Except for the designation “actual college education,” the language of the agreement tracked the language of C.G.S.A. §46b-56c in that educational costs were to include room, board, dues, tuition, books, fees, registration costs, and application costs up to the amount charged by the University of Connecticut for a full-time, in-state student.
When the parties’ older son attended technical school, both the mother and father contributed to the cost. However, when the parties’ younger son enrolled in college, the mother refused to contribute, claiming she was entitled to a credit because the younger son’s technical school education was not “actual college” as set forth in the parties’ separation agreement. The father filed a motion for contempt against the mother seeking an order of enforcement.

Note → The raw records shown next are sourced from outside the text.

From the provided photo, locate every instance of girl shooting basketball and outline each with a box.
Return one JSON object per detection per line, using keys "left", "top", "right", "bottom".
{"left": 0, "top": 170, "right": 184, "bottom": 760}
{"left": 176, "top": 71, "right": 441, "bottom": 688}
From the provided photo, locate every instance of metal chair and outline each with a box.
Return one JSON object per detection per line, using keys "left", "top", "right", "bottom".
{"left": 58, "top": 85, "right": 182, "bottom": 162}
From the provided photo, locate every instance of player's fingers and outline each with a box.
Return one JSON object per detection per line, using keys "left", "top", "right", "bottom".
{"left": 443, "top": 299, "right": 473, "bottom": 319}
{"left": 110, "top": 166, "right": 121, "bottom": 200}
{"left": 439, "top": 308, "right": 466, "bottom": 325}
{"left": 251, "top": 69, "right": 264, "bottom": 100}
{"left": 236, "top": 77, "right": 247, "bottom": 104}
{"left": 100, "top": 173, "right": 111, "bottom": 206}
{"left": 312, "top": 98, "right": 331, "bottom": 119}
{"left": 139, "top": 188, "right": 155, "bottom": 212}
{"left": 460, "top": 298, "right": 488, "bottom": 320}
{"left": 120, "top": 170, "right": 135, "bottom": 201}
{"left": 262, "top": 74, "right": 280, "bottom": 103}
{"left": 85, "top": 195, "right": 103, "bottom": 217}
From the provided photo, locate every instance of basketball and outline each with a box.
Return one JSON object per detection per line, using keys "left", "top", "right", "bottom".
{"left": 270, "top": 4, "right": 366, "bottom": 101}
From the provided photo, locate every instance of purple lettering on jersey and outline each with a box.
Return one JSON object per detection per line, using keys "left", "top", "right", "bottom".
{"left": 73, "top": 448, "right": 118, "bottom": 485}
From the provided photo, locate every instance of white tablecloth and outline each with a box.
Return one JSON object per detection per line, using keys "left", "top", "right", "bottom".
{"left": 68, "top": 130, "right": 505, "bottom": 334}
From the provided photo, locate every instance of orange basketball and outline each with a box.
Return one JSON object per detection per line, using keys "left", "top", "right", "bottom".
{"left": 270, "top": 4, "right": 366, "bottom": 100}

Relying, at least in part, on another Connecticut Superior Court decision which addressed a nearly identical issue, the Court found that the term “college” as used in the parties’ separation agreement did in fact include technical school. Therefore, the mother was obligated to contribute toward both the older son’s vocational education and the younger son’s college education. Since she failed to do so, the Court found the mother in contempt and ordered her to pay the husband the outstanding balance within thirty days.